Core Concepts
This study introduces Octopus, a novel framework that leverages on-device large language models to enhance the accuracy and efficiency of software API interactions, outperforming GPT-4 in this domain.
Abstract
This study presents a framework called Octopus that aims to improve the integration of large language models (LLMs) with software APIs. The key highlights are:
Dataset Compilation:
The researchers compiled a comprehensive dataset of over 30,000 widely-used APIs from the Rapid API Hub.
They employed a rigorous data refinement process, including negative sampling, similar function clustering, and GPT-4 verification, to create a high-quality training dataset.
Model Development:
The researchers fine-tuned several base models, including Codellama7b, Google's Gemma 7B & 2B, and Stable Code 3B, on the curated dataset.
They introduced a conditional masking technique during inference to ensure the generated outputs adhere to the desired format, improving accuracy without sacrificing inference speed.
Evaluation and Benchmarking:
The researchers conducted a comprehensive evaluation of the Octopus model against GPT-3.5 and GPT-4 on a custom benchmark dataset.

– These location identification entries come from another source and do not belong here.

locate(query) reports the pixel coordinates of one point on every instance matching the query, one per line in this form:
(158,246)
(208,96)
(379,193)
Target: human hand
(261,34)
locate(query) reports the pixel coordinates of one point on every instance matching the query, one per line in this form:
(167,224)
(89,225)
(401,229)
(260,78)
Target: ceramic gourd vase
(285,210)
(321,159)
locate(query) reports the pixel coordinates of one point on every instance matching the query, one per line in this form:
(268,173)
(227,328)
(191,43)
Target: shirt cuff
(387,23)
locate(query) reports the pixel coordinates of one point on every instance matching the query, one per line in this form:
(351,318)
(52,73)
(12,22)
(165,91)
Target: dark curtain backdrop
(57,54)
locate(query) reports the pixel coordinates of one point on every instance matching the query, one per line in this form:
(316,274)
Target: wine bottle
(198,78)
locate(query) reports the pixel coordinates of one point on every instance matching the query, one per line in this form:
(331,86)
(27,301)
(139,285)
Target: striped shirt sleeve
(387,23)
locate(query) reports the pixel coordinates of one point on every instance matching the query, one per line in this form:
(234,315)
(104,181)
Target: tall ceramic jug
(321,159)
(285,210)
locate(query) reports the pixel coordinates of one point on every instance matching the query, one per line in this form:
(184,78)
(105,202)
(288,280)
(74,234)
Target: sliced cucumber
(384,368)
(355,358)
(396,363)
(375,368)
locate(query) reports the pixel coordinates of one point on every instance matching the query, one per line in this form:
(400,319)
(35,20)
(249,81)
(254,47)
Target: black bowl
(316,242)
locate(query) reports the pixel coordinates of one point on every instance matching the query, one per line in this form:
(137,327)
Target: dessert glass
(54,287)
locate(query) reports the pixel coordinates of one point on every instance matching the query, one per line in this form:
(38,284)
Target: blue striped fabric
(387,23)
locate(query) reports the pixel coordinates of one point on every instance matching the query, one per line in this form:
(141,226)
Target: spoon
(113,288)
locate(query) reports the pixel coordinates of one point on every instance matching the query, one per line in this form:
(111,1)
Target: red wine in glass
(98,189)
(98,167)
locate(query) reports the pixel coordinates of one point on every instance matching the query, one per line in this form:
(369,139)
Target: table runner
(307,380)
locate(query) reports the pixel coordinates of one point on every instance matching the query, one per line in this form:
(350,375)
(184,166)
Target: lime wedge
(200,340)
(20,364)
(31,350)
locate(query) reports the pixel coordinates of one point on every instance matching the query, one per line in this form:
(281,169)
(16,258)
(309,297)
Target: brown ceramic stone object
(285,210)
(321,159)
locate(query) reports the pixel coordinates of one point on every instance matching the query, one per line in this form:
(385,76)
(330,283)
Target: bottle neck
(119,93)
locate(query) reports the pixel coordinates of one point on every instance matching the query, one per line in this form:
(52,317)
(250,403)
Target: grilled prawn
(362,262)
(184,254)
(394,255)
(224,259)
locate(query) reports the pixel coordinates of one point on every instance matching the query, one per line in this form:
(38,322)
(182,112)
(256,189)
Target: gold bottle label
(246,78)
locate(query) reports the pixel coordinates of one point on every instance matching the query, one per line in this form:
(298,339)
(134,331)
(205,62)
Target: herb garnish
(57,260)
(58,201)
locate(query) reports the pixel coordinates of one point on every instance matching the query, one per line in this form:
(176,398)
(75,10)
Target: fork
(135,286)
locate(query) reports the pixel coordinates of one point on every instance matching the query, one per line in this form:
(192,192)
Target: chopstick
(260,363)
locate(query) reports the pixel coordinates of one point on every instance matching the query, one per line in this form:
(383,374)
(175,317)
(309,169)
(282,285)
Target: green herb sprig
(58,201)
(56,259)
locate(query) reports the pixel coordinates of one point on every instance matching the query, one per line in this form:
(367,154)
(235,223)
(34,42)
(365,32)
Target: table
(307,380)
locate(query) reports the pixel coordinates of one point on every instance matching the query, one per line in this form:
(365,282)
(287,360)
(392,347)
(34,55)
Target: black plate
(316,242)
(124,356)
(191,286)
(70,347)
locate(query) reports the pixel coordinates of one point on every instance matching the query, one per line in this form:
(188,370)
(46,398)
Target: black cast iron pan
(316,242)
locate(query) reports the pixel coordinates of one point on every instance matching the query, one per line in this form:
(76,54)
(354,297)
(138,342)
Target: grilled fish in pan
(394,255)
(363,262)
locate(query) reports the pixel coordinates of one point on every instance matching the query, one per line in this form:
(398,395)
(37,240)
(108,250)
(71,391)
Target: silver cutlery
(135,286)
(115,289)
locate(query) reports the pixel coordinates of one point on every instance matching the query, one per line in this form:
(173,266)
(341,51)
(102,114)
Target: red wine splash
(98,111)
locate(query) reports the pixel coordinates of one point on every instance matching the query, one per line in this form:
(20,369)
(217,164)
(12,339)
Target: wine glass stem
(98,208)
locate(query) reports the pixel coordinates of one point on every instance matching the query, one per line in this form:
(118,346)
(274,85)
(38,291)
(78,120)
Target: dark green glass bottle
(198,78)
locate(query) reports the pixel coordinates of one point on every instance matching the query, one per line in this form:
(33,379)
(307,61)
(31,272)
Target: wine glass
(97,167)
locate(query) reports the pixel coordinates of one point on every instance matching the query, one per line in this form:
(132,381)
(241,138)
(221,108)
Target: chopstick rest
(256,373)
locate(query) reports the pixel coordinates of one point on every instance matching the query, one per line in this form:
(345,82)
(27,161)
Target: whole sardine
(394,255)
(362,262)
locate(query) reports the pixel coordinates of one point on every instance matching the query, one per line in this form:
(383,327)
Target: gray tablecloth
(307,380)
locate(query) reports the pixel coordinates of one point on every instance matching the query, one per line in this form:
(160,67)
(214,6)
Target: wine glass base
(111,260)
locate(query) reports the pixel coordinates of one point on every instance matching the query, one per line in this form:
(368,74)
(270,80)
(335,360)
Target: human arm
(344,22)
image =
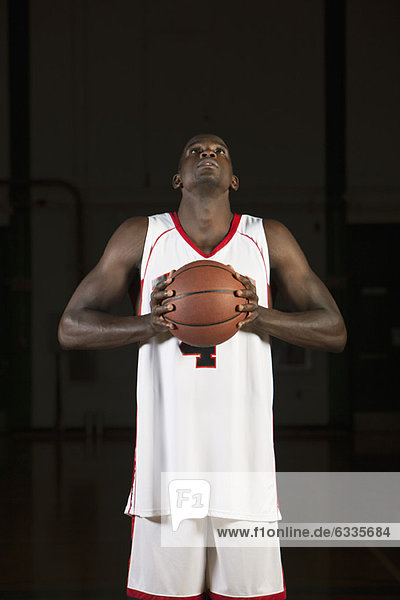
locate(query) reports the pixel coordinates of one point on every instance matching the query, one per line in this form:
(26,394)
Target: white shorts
(159,572)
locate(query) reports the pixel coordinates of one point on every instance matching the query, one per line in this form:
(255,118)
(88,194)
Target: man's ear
(177,181)
(234,183)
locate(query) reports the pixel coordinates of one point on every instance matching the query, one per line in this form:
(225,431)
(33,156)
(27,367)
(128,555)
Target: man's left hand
(251,308)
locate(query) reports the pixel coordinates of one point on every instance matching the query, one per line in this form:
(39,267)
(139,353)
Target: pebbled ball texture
(205,303)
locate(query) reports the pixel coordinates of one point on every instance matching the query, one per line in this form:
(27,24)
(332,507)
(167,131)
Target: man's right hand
(159,293)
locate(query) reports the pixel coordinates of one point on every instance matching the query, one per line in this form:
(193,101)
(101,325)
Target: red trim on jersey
(276,596)
(152,248)
(133,499)
(141,296)
(231,233)
(262,256)
(146,596)
(130,557)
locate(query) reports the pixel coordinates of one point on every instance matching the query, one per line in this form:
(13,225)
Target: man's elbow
(64,333)
(338,343)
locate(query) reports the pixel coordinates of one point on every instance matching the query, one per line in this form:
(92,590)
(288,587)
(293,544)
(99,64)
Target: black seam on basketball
(168,318)
(205,266)
(172,298)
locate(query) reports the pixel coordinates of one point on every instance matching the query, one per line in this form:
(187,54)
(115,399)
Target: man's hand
(157,321)
(251,308)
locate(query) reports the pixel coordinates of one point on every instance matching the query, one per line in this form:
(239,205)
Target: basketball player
(203,410)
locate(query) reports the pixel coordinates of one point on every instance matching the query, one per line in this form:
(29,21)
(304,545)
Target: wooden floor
(63,534)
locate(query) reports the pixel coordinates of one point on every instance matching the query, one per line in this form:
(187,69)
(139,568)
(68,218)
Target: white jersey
(206,413)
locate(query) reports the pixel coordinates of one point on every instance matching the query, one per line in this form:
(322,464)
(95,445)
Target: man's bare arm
(86,321)
(316,321)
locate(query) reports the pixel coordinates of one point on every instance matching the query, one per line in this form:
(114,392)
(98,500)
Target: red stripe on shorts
(277,596)
(146,596)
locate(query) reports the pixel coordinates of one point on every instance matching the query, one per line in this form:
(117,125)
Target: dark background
(97,100)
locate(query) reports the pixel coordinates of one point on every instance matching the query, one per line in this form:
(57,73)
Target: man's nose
(208,152)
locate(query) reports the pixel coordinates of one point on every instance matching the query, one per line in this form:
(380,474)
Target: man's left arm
(315,320)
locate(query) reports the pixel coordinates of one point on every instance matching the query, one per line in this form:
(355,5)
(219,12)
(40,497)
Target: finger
(160,295)
(162,309)
(247,293)
(249,307)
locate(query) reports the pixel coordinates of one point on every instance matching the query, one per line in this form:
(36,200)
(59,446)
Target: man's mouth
(207,163)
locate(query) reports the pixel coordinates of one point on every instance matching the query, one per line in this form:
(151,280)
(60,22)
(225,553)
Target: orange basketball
(205,303)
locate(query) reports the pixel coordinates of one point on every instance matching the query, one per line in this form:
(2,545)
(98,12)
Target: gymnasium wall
(117,88)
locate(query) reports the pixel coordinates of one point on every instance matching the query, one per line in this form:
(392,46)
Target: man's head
(205,161)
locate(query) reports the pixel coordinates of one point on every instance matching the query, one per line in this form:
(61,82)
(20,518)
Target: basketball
(205,303)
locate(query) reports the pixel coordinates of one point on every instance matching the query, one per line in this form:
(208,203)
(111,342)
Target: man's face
(206,161)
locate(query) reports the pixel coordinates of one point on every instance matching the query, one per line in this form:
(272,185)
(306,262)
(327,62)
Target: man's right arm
(87,323)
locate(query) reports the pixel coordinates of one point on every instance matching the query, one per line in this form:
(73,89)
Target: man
(203,411)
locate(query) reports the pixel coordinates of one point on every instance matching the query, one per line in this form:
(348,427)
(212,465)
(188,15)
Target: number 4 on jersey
(205,357)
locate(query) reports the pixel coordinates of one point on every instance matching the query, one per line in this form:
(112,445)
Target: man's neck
(206,221)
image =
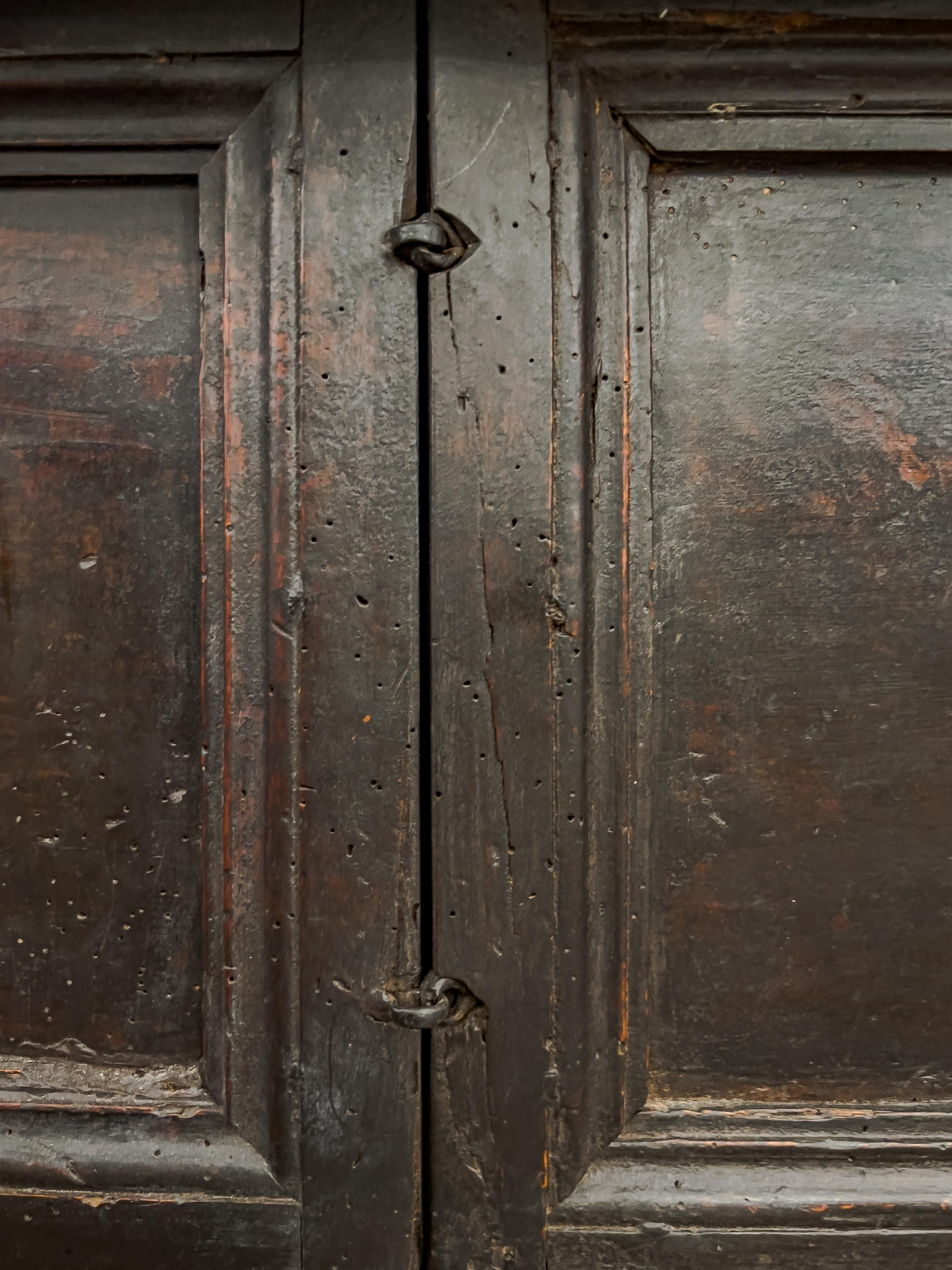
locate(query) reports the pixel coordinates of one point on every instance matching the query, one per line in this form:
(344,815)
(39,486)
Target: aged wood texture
(191,635)
(65,30)
(494,624)
(803,635)
(130,101)
(781,16)
(846,1002)
(99,590)
(360,693)
(252,618)
(601,441)
(112,1231)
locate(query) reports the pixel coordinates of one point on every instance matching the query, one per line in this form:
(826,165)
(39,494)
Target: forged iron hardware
(442,1001)
(433,243)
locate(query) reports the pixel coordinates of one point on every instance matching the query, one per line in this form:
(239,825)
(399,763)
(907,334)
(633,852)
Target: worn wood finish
(130,101)
(112,1231)
(787,16)
(253,595)
(659,1249)
(66,30)
(799,798)
(795,1013)
(99,590)
(494,625)
(193,642)
(597,445)
(360,690)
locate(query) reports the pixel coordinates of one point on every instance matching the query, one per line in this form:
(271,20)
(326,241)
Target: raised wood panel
(151,350)
(801,461)
(782,531)
(360,656)
(66,30)
(99,587)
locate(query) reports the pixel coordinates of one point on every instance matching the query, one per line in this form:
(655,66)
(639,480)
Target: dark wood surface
(112,1231)
(179,497)
(803,532)
(99,587)
(360,670)
(493,693)
(762,1046)
(59,28)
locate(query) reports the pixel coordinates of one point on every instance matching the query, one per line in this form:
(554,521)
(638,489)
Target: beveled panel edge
(130,1151)
(46,164)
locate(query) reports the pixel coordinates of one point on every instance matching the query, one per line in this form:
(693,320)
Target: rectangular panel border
(249,196)
(601,129)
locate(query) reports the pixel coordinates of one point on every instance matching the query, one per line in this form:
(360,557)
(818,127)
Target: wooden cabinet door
(692,638)
(209,599)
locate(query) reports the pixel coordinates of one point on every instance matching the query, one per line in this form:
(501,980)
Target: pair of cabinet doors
(572,624)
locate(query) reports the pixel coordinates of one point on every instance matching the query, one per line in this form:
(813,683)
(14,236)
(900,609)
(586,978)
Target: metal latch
(442,1001)
(433,243)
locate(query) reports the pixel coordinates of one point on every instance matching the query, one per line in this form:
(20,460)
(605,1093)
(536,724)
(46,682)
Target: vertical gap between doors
(424,196)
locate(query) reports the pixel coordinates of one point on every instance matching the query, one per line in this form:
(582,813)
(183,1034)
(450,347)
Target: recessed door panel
(99,597)
(801,465)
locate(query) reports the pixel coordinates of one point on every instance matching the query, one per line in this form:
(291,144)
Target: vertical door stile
(493,629)
(360,676)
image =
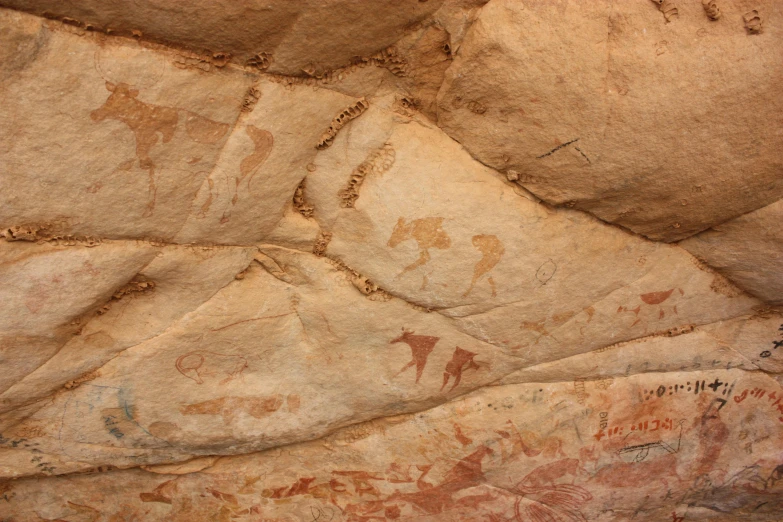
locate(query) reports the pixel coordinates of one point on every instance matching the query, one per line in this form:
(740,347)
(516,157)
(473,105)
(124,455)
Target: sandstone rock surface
(360,261)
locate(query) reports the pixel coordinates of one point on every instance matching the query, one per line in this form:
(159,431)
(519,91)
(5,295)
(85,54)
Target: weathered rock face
(353,261)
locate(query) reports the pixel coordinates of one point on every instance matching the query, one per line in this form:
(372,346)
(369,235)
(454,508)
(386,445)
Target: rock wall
(358,261)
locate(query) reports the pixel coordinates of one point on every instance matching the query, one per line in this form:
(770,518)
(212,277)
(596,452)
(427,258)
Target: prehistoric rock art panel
(421,347)
(150,123)
(491,251)
(217,251)
(427,232)
(199,365)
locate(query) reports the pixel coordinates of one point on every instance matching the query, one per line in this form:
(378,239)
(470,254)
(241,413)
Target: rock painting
(262,147)
(231,407)
(427,232)
(655,300)
(421,347)
(150,124)
(491,251)
(200,365)
(461,360)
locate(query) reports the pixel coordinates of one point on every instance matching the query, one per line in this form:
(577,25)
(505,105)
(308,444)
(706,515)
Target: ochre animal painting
(152,123)
(427,232)
(461,360)
(491,251)
(421,347)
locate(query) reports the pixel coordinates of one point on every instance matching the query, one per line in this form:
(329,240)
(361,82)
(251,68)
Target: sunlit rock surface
(349,261)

The results show that the Octopus models, particularly the 7B variants, outperform GPT-4 in accurately identifying and calling the appropriate API functions.
The study highlights the potential of compact LLMs in enhancing software development and API integration, setting a new efficiency benchmark for scalable AI applications.
Stats
The researchers compiled a dataset of over 30,000 widely-used APIs from the Rapid API Hub.
Quotes
"This advancement, validated across our selected base models, not only showcases the potential of compact LLMs in external API integration but also sets a new efficiency benchmark for scalable AI applications."
"To ensure the consistency of our model's output formatting, we introduce a conditional masking technique during inference. This innovative approach guarantees that our LLMs generate outputs in the desired formats, markedly improving accuracy and minimize validation loss without sacrificing inference speed."